Esses caminhos antigos, milenares varadouros indígenas escondidos pela floresta, ainda hoje são comuns nos altos rios e agora começam a ser revelados com as novas tecnologia tipo LIDAR, que conseguem ver através do dossel das grandes árvores na floresta Amazônica.

A população dos altos rios do Acre se comunica também por terra, não apenas pelos igarapés. Um varadouro bem conhecido e utilizado é o que liga o rio Tejo, afluente do Juruá, com a Foz do rio Jordão, na sua confluência com o rio Tarauacá.

O varadouro de Montevidéu até o Arara, passados quase 40 anos da minha experiência, ainda deve estar sendo utilizado e quem quiser ter a sensação de caminhar por caminhos indígenas milenares no interior da floresta, essa pode ser uma boa sugestão.

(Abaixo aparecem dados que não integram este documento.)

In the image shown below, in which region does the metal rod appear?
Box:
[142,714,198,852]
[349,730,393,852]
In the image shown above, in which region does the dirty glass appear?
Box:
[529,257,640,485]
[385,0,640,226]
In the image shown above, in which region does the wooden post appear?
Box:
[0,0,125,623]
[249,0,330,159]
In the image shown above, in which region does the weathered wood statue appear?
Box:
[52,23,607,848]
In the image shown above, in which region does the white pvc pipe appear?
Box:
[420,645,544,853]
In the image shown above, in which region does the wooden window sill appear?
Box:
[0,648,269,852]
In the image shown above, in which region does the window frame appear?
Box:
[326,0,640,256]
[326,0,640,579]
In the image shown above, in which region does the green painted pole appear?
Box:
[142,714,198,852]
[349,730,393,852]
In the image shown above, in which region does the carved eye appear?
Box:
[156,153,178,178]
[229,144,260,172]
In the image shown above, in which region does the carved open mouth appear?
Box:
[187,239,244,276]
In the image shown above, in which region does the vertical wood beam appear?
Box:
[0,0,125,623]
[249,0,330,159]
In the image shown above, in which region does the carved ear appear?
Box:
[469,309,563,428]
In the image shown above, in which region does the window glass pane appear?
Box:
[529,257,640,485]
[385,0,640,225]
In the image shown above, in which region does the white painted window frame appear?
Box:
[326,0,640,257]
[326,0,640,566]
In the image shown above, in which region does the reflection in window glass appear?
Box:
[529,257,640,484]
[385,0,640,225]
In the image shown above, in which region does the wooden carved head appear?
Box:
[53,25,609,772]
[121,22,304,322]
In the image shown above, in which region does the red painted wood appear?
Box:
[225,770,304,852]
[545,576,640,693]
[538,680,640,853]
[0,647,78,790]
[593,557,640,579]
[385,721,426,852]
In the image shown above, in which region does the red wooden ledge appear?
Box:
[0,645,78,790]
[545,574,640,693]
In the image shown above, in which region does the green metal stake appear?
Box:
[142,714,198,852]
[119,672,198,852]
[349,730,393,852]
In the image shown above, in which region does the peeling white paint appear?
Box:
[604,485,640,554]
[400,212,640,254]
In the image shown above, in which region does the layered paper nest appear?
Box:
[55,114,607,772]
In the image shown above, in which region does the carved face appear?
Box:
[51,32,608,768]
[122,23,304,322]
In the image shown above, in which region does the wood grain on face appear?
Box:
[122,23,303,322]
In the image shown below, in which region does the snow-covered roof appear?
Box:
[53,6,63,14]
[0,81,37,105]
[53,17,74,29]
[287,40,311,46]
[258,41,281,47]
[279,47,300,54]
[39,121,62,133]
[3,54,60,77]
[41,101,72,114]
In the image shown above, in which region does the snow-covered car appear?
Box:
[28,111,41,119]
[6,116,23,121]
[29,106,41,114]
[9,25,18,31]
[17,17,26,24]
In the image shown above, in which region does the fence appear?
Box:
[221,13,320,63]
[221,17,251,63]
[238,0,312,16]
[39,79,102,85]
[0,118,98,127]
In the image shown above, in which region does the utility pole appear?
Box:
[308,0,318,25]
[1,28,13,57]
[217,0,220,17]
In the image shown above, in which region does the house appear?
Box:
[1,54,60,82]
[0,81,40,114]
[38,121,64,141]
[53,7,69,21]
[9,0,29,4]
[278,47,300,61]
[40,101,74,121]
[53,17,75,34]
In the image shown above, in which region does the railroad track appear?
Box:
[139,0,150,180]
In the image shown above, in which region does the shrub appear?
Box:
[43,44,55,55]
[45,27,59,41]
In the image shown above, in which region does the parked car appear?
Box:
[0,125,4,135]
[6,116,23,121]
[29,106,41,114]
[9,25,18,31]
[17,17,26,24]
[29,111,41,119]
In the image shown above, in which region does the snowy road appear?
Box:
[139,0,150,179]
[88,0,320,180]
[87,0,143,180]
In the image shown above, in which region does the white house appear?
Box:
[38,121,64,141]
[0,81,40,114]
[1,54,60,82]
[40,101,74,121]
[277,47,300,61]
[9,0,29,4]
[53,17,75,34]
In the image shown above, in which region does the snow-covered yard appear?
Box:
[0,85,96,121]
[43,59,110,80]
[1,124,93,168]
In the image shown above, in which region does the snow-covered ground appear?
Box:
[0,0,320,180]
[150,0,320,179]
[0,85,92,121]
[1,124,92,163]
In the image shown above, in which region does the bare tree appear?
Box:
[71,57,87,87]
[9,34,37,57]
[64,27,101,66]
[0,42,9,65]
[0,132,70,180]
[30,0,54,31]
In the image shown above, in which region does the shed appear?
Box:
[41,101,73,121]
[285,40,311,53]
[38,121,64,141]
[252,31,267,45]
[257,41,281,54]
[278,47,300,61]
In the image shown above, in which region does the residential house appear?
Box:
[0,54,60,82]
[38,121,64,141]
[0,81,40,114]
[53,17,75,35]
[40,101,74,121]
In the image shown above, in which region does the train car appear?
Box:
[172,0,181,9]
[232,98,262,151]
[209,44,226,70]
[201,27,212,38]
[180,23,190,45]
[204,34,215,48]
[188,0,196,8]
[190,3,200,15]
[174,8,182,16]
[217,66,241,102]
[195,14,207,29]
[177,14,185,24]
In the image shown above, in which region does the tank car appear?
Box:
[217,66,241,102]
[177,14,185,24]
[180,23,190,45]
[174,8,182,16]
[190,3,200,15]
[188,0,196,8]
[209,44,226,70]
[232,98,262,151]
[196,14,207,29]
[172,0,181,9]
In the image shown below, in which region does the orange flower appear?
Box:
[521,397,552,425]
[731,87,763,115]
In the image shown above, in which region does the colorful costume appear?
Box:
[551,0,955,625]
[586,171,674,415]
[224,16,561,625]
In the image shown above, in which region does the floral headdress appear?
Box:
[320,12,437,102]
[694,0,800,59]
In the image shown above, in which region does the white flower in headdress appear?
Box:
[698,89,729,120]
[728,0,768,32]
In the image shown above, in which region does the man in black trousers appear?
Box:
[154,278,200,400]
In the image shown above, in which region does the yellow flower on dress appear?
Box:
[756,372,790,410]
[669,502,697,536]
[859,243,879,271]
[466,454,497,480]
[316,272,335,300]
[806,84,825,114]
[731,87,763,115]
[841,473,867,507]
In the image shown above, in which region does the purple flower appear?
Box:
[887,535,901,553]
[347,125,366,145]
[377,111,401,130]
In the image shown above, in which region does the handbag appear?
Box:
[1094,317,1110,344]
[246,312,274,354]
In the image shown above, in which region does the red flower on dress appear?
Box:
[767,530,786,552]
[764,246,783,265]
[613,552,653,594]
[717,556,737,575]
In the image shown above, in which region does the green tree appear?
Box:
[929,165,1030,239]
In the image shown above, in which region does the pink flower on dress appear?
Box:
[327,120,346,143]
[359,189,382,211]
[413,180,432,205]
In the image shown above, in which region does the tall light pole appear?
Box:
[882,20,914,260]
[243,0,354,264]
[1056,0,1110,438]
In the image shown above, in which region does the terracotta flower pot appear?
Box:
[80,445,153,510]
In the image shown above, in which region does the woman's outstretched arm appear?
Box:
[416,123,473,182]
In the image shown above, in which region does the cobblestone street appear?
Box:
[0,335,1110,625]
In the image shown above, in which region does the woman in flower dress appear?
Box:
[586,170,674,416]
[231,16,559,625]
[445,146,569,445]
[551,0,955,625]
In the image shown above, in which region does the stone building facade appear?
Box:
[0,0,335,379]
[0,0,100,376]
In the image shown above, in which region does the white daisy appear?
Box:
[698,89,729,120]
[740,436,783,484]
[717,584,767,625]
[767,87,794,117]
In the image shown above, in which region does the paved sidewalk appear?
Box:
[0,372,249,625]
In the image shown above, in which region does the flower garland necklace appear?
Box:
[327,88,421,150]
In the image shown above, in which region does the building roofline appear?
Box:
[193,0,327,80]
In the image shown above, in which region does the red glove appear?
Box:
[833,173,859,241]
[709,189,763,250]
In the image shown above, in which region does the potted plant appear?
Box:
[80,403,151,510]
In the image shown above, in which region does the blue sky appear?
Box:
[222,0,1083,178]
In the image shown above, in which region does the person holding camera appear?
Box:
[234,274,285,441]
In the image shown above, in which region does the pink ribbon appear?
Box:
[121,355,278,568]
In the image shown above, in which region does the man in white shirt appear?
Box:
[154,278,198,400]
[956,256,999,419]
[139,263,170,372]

(1) Nívea Maria de Paula Fernandes, Professora da UFAC, estudou o Buriti (Mauritia flexuosa) em seu Doutorado no INPA, sendo a primeira curadora do Herbário do Parque Zoobotânico da UFAC. Faleceu prematuramente em 2019. Era filha do ex-reitor da UFAC, Omar Sabino de Paula.

(2) William Ayache, servidor aposentado da UFAC, foi lotado muitos anos no Laboratório de Paleontologia. Bom cozinheiro, participou conosco de várias expedições. É de tradicional família Sírio-Libanesa de Rio Branco, filho de Fuad Ayache, antigo Delegado de Polícia.

(3) Em 2006, em visita a Aldeia Ashaninka Apitwtxa, acima de Montevidéu, tive a oportunidade de voltar a encontrar a Martha e também o Cláudio. Entreguei a eles cópias das fotografias de 1982. Carlito já era falecido e as crianças eram todas adultas.

(4) Kushma, traje tradicional Ashaninka, é uma túnica longa confeccionado com algodão nativo fiado manualmente e tecido em teares originais. A Kushma é vestimenta de ambos os sexos, os homens usam com faixas coloridas verticais e as mulheres usam com linhas horizontais.